While Mr Cummings states that “People in SW1 talk a lot about ‘diversity’ but they rarely mean ‘true cognitive diversity’. They are usually babbling about ‘gender identity diversity blah blah’.” Personally, I believe that it is different life experiences that bring different perspectives; however I do whole heartedly agree with Mr Cummings when he calls for “genuine cognitive diversity” within the public sector.

I think this is especially needed within the Senior Civil Service. As Kit Collingwood wrote a few years ago regarding the need for Civil Servants to become experts on empathy “we must be able to understand and accurately predict how policy will affect people’s behaviour. We must be able to understand other humans’ motivation to change, to walk in their shoes.”

Making decisions on homelessness and poverty is very hard when no one in the team or the leadership has ever had to make their limited food supply feed a family for over a week. We also need to be able to understand the links between poverty, health and crime. There are so many different factors at play when trying to write a policy on reducing knife prevention, that if you have a policy team who all look and sound alike, you will never be able to understand or deliver the changes society needs.

A group of white men sat round talking

The Civil Service has recognised for years that it has struggled with recruiting a diverse workforce, and looking at how it recruits and the messages it is putting out there, as well as the culture that potentially puts candidates with some back grounds off is definitely key. Even within Digital, recruitment could still feel siloed and closed off to some people. I’ve blogged before about problems with role names and job descriptions putting off people who could very likely do the job just because they didn’t 100% match with the job description or found the process to apply off putting.

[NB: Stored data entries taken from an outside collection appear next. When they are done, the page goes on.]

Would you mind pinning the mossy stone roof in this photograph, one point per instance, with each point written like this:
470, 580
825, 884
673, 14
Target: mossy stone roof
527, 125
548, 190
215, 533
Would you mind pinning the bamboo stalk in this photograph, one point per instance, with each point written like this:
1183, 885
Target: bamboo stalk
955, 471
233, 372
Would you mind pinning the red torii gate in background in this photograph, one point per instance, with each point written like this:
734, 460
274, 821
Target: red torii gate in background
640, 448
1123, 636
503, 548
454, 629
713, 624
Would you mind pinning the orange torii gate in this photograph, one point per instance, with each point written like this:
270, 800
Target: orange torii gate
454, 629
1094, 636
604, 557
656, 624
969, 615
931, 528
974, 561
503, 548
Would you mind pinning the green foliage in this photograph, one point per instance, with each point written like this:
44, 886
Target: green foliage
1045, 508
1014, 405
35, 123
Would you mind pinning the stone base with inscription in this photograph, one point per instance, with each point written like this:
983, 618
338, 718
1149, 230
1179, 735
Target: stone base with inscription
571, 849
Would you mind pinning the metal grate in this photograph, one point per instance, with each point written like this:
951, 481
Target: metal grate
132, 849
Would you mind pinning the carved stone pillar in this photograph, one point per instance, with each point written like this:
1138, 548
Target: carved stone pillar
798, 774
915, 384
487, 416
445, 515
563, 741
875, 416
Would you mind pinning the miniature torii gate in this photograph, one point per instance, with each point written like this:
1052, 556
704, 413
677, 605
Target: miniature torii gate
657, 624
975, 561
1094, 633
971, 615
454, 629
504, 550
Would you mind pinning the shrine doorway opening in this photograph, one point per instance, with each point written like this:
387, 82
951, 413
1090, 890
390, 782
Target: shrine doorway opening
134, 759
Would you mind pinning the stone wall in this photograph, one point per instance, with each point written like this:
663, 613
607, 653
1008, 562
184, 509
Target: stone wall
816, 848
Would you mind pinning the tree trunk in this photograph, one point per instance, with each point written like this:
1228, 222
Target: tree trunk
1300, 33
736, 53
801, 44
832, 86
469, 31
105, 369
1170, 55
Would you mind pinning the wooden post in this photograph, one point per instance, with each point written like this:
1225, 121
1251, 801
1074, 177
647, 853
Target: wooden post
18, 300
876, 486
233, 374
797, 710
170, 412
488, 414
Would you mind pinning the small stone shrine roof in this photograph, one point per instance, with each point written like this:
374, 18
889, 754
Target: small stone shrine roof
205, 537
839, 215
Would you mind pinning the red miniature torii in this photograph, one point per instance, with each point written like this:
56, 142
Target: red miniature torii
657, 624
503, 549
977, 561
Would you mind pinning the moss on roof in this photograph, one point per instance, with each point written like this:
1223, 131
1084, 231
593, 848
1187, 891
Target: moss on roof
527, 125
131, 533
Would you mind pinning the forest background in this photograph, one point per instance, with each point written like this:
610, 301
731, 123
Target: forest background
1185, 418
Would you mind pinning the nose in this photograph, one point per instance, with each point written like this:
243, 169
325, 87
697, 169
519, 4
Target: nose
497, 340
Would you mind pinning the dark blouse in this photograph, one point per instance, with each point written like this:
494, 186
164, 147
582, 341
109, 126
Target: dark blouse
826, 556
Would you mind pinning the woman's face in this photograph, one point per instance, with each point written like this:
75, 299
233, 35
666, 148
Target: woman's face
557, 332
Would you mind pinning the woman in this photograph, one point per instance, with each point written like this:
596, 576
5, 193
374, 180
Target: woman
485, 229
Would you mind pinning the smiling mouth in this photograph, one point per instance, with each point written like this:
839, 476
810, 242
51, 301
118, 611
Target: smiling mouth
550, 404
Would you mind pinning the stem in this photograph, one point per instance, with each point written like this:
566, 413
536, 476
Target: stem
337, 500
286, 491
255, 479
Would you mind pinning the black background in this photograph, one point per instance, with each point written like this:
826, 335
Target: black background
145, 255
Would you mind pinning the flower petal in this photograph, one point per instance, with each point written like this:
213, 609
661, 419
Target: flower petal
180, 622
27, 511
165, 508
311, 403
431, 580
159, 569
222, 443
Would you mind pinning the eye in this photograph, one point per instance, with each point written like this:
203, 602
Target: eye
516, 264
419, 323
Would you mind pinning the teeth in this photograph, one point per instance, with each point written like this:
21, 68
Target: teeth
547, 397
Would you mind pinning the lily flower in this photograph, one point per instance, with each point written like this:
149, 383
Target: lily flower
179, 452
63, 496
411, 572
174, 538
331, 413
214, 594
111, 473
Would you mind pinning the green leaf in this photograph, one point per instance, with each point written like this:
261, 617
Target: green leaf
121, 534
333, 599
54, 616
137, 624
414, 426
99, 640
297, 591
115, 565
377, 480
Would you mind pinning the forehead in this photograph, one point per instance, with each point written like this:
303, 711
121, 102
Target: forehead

The problem is we often make assumptions about the kind of people we are looking to hire that put off people we may never have considered.

Mr Cummings states that “I don’t really know what I’m looking for but I want people around No10 to be on the lookout for such people.” For me this open approach (wether you agree with the actual method or not) seems like a good way to try and reach the ‘cognitive diversity’ we need within the Public Sector to deliver the radical change we need.

I believe a lot of the people Mr Cummings is looking for are around; either already within the public sector, working alongside it, or trying to get inside but struggling to find their way in.

I think we do need to think outside the box when it comes to recruitment, however it’s not just about recruiting the right people. We need to change the culture within the Public Sector to take on the lessons we have learned within Digital about User Centric design and the positive impact of multidisciplinary teams and reflect on how we can bring ‘cognitive diversity’ into the whole of the public sector. It requires a culture that invests in those people, their development and that allows them to successfully deliver. To change the system, you have to build a culture that enables the system to change.